The box plots should look a bit more reasonable now.

In [None]:
g = sns.boxplot(data=data)

plt.xticks(rotation=90);

## Normalising and standardising

The scales of the variables are still very different. Should you normalise or standardise the data?

Recall that standardisation rescales each variable based on its overall mean and standard deviation. Normalisation rescales each variable to be between 0 and 1.

Let's see what each one looks like when applied.

Using `sklearn.preprocessing.StandardScaler` and `sklearn.preprocessing.MinMaxScaler`, fit and transform the continuous variables.

Then, view their new values as a boxplot using the same command as above.

In [None]:
cont_vars = ['accommodates', 'bathrooms', 'bedrooms', 'price',
             'review_scores_rating', 'square_feet', 'number_of_reviews',
             'reviews_per_month']

In [None]:
from sklearn.preprocessing import StandardScaler

stander = StandardScaler()

# Your code here...


In [None]:
from sklearn.preprocessing import  MinMaxScaler

normer = MinMaxScaler()

# Your code here...


## Encoding discrete variables

In the last part of this practical, we look at the `host_neighbourhood` variable. This is a discrete nominal variable, which is easy to read and understand for us but cannot be processed as is by a machine learning model.

### Using discrete variables as features

To use `host_neighbourhood` as a feature in a model (for instance to predict the value for `price`), it needs to be transformed into a vector representation.

Use `pandas.get_dummies()` to get a vectorized form of `host_neighbourhood`.
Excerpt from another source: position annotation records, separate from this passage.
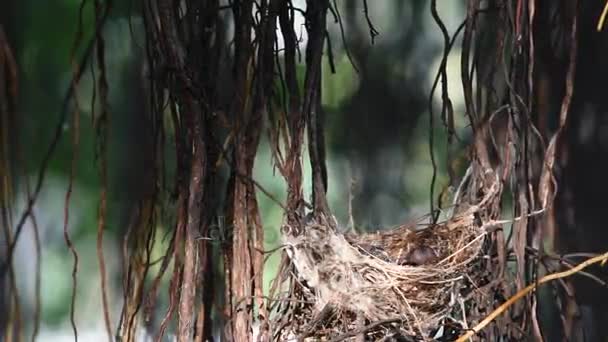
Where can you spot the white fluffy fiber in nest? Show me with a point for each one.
(350, 280)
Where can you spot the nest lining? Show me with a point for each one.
(405, 277)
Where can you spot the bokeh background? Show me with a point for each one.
(378, 127)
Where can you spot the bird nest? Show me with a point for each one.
(404, 282)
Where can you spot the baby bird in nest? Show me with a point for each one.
(403, 245)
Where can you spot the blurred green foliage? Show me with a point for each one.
(377, 126)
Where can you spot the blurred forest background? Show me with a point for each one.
(379, 140)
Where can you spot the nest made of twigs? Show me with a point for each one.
(403, 281)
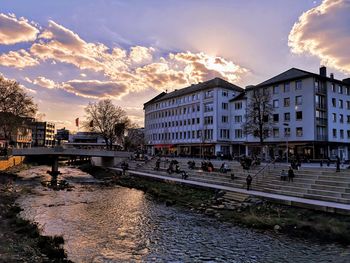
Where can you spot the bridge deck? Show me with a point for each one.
(61, 151)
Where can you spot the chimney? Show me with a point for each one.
(347, 81)
(323, 71)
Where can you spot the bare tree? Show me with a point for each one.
(259, 115)
(15, 107)
(107, 119)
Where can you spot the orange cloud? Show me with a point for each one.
(18, 59)
(15, 30)
(324, 31)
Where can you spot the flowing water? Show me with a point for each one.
(117, 224)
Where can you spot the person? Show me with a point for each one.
(249, 180)
(338, 164)
(290, 174)
(283, 175)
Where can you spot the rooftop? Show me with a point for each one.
(216, 82)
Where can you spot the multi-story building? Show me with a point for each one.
(43, 134)
(193, 121)
(311, 113)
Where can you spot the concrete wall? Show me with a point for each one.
(12, 161)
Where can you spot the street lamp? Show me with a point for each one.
(286, 135)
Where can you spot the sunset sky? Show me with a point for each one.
(69, 52)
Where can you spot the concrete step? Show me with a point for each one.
(324, 193)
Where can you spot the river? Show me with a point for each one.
(118, 224)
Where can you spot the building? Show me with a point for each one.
(43, 134)
(193, 121)
(311, 113)
(62, 135)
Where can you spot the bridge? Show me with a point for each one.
(66, 151)
(107, 159)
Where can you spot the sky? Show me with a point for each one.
(68, 53)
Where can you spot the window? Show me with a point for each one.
(238, 118)
(286, 102)
(286, 87)
(298, 100)
(225, 133)
(238, 105)
(287, 116)
(238, 133)
(333, 87)
(286, 132)
(340, 104)
(208, 94)
(208, 107)
(298, 85)
(208, 120)
(299, 115)
(334, 102)
(340, 89)
(299, 131)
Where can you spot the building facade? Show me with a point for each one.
(311, 114)
(310, 118)
(192, 121)
(43, 134)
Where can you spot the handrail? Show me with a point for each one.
(261, 170)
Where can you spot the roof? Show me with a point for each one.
(240, 96)
(295, 73)
(216, 82)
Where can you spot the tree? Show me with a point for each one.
(259, 115)
(15, 107)
(109, 120)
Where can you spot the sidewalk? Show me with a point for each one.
(288, 200)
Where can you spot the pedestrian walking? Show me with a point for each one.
(249, 180)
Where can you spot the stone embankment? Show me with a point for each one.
(250, 212)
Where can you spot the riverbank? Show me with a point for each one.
(20, 240)
(253, 213)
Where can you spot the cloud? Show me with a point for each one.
(132, 69)
(43, 82)
(324, 31)
(15, 30)
(18, 59)
(94, 88)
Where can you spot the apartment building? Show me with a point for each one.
(193, 121)
(43, 134)
(311, 113)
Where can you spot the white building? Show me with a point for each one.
(193, 121)
(311, 114)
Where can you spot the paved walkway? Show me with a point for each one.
(290, 200)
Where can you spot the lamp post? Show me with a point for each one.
(286, 135)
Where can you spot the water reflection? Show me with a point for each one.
(116, 224)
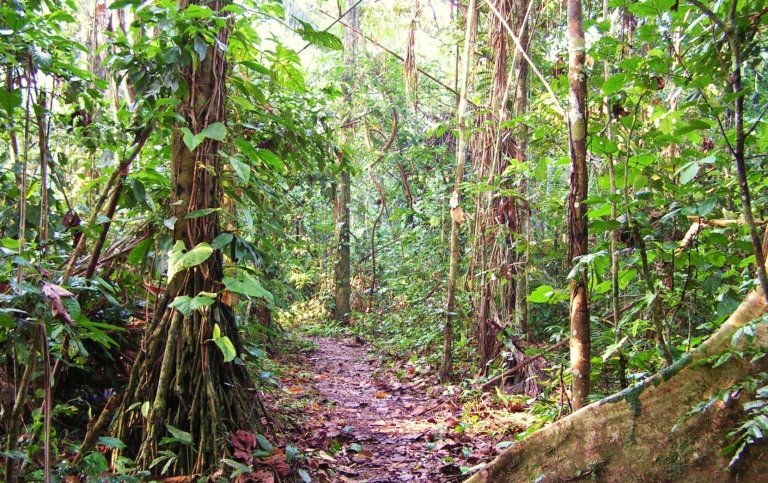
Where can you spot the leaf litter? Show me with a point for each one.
(382, 429)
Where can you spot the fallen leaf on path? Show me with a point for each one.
(366, 453)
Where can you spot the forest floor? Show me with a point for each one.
(365, 423)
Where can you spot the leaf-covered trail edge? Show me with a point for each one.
(368, 424)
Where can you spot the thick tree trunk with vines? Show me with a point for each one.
(180, 377)
(628, 437)
(577, 211)
(461, 152)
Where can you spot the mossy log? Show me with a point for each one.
(628, 437)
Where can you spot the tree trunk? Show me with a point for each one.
(577, 211)
(343, 267)
(180, 378)
(461, 152)
(522, 26)
(628, 437)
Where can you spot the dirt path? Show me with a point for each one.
(383, 429)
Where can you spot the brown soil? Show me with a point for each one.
(386, 429)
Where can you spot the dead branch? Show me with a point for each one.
(493, 381)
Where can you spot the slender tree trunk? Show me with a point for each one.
(461, 152)
(343, 265)
(628, 436)
(577, 211)
(180, 378)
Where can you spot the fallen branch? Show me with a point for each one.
(426, 74)
(493, 381)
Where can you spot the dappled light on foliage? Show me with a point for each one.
(267, 241)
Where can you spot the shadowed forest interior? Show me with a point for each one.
(383, 240)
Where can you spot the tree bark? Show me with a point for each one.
(180, 377)
(577, 211)
(628, 437)
(343, 267)
(461, 152)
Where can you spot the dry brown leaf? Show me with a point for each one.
(263, 476)
(54, 294)
(180, 479)
(277, 461)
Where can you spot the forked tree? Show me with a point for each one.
(577, 211)
(180, 380)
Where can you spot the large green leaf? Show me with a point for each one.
(179, 260)
(9, 100)
(215, 131)
(224, 344)
(245, 284)
(321, 39)
(242, 170)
This function lets you set a `prefix` for the new columns it creates. Since the default (`host_neighbourhood`) is a bit long, set it to something shorter.

In [None]:
from pandas import get_dummies

# Your code here...


### Using discrete variables as targets

`get_dummies()` is good if you want to one-hot encode input features. There are instances however where you wish to obtain a numerical labels (often the case for the categorical output of a model).

Most machine learning packages convert categorical output variables of type string into numerical labels automatically.

For instance, you can use pandas series's method `.astype()` to obtain numerical catgeorical labels:

In [None]:
data.host_neighbourhood.astype('category').cat.codes

# Next steps

* Apply these ideas to your own data, where you have a better understanding of what should be done with `NaN`s, zeroes and so on.
* Train some simple models using original features, standardised features and normalised features - what happens to model performance in each case?
* We used `pandas` functionality here for one-hot encoding, because it works easily on a single column of data, but try `sklearn.preprocessing.OneHotEncoder`, which expects multiple columns or data to be reshaped first.